In today's session, the US ISM Manufacturing PMI numbers and oil price dynamics could significantly influence the USD/CAD's movements.

USD/CAD Wobbles Following Trump Tariffs on Canadian Imports

EUR/USD Tumbles on Trump's Tariff Threats

The EUR/USD pair remains subdued around 1.0242 as disappointing German retail sales and the latest consumer price index for Germany revealed a sharper-than-expected slowdown in inflation. German inflation matched market expectations, as HICP declined by 0.2% MoM after a 0.7% rise in December. On an annual basis, HICP increased by 2.8%, aligning with expectations. The CPI rose by 2.3%, slower than the expected 2.6%, while Retail Sales in Germany fell by 1.6% MoM in December, missing the expected 0.2% rise. The unemployment rate rose to 6.3% in December from 6.2% in November.

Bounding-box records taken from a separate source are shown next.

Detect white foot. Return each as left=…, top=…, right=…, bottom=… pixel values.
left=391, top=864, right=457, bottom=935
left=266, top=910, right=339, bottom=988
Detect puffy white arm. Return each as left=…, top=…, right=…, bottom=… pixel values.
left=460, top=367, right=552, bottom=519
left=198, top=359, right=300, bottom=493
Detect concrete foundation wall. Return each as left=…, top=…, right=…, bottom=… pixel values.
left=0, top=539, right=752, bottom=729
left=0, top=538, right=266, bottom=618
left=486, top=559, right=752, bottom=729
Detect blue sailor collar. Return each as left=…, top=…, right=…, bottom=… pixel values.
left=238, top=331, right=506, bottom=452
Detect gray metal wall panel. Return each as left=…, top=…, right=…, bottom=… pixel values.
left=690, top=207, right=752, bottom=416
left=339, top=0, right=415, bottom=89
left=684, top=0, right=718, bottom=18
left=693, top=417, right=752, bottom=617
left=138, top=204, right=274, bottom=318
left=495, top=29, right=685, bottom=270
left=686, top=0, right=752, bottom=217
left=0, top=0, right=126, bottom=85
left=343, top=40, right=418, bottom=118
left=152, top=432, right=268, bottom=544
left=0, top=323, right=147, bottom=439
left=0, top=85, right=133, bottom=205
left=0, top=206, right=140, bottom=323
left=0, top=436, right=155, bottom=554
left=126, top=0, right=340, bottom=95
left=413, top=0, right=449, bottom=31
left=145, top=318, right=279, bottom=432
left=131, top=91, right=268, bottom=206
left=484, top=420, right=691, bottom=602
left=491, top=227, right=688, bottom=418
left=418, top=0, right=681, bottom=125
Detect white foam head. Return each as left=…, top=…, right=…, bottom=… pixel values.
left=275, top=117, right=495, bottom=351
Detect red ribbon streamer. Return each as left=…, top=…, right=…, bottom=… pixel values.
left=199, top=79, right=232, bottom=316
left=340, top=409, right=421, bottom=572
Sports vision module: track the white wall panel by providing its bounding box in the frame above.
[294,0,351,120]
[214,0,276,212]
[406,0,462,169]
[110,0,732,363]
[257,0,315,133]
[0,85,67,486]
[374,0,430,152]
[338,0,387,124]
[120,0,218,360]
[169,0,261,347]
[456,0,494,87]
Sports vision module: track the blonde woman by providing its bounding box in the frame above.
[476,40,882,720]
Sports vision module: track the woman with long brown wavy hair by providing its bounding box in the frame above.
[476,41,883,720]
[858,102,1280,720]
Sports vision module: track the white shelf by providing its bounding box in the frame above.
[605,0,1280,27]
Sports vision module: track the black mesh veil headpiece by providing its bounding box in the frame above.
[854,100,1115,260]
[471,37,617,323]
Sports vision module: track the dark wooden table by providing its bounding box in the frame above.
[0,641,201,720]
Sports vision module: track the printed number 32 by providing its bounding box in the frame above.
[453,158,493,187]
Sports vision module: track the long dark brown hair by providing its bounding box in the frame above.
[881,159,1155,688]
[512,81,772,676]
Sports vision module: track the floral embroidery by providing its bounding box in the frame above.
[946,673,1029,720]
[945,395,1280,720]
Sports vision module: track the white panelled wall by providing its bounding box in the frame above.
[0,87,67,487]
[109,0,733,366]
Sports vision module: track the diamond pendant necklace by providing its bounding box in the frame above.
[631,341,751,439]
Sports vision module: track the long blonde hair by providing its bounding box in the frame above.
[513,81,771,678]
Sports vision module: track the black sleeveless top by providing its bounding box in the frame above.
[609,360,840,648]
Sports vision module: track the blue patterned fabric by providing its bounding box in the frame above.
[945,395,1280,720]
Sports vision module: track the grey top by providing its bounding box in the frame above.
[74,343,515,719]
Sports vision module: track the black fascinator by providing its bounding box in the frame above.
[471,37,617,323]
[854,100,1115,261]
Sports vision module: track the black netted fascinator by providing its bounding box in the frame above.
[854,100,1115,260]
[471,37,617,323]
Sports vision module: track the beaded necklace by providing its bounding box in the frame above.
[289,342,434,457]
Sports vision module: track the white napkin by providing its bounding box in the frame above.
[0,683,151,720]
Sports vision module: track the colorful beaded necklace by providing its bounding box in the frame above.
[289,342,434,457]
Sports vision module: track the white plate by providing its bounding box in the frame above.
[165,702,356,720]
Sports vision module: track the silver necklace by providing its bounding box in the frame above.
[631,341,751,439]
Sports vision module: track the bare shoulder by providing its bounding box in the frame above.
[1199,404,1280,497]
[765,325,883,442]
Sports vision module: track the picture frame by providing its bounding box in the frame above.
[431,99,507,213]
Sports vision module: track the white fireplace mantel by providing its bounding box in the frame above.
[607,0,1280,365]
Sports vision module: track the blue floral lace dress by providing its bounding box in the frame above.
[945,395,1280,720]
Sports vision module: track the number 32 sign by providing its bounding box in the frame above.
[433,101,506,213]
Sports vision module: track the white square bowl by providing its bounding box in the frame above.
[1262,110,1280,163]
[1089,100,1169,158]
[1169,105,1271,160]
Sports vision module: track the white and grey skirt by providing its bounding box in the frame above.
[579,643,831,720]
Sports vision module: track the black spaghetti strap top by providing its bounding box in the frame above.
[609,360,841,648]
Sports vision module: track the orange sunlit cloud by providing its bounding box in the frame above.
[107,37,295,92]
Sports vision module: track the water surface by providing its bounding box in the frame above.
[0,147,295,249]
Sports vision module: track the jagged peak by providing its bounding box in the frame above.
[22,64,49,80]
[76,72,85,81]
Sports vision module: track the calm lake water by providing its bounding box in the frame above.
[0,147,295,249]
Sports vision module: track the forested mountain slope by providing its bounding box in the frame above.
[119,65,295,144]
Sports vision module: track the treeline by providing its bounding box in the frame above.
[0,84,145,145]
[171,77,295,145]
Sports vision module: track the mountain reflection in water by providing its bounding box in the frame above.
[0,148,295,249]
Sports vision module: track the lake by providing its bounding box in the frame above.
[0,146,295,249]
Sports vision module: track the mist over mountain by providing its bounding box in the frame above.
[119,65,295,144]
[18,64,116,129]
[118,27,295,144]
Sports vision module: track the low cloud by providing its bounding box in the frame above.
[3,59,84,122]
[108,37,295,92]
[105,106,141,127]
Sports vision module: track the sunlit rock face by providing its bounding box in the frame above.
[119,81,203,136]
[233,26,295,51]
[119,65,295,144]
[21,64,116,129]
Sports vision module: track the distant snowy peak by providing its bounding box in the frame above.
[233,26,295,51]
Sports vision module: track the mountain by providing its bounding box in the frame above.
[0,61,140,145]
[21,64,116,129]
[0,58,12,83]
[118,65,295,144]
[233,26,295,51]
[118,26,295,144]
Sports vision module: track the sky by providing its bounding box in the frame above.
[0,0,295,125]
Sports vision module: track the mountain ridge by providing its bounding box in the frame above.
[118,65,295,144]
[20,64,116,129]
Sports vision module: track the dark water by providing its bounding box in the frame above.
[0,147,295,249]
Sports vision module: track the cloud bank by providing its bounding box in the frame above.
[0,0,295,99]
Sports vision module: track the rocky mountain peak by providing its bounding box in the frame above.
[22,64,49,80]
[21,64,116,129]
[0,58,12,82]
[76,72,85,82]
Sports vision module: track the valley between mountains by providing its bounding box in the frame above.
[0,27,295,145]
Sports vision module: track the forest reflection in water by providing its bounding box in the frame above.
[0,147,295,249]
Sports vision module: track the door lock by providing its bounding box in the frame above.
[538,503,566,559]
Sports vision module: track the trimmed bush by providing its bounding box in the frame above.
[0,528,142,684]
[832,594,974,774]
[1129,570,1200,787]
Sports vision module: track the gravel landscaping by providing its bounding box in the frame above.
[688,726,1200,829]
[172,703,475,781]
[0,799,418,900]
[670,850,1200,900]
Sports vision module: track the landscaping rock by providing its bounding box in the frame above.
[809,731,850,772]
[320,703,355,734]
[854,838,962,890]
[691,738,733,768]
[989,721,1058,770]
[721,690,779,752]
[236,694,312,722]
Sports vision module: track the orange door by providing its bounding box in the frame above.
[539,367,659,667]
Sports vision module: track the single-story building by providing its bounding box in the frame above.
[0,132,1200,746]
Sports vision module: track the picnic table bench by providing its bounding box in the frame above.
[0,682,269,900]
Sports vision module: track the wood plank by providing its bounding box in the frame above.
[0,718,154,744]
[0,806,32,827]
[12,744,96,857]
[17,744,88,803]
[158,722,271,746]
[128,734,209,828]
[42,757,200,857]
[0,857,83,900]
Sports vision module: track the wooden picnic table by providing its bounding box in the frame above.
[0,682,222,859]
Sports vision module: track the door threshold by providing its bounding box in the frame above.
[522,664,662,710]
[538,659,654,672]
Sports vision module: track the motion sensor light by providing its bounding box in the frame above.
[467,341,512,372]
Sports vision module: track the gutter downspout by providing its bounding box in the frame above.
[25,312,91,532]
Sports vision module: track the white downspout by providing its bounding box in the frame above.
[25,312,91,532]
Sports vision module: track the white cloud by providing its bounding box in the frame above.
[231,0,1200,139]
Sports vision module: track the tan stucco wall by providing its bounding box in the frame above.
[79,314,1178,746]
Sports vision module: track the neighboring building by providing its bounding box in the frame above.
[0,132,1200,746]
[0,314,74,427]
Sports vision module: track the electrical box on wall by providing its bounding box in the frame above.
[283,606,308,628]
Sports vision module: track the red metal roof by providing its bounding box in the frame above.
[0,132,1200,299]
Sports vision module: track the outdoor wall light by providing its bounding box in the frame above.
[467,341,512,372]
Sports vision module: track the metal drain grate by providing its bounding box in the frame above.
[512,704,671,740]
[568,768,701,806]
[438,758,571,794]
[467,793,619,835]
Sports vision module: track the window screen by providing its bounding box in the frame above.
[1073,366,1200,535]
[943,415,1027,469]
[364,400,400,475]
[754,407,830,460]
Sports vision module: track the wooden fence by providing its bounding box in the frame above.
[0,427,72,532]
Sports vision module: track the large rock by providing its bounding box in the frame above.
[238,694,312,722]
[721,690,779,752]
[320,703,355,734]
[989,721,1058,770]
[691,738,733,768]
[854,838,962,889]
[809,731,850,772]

The HCOB Eurozone Manufacturing PMI, compiled by S&P Global, increased from 46.1 in December to an eight-month high of 46.6 in January. The headline HCOB Spain Manufacturing PMI declined to 50.9 in January, significantly lower than December's 53.3. The HCOB Italy Manufacturing PMI printed at 46.3, up from 46.2 but below the predicted 46.8, marking the tenth consecutive monthly deterioration in the manufacturing sector's health. The HCOB Germany Manufacturing PMI increased to 45.0 from 42.5 in December, reaching the highest level since May last year.

The Eurozone HICP rose 2.5% YoY in January, matching market expectations and up from 2.4% in December. Core HICP increased 2.7%, above the 2.6% forecast. On a monthly basis, HICP declined 0.3% in January, following a 0.4% drop in December.

The US dollar strengthened after President Trump reaffirmed his plans to implement tariffs on Canada and Mexico on Saturday. This increase was further supported by the recent core PCE price index, which showed that the Federal Reserve's favoured inflation metric remained persistently elevated in December.

The US dollar gained on President Trump's reaffirmation to impose 25% duties against Canada and Mexico and an additional 10% duty on China, enjoying the boosted safe-currency appeal from provoked concerns over a new global trade war. The recent core PCE price index, which reflects the Federal Reserve's preferred measure of inflation, remained persistently high in December, further supporting the greenback.

In today's session, US ISM manufacturing PMI and Eurozone's CPI figures could inject further volatility into the EUR/USD exchange rate.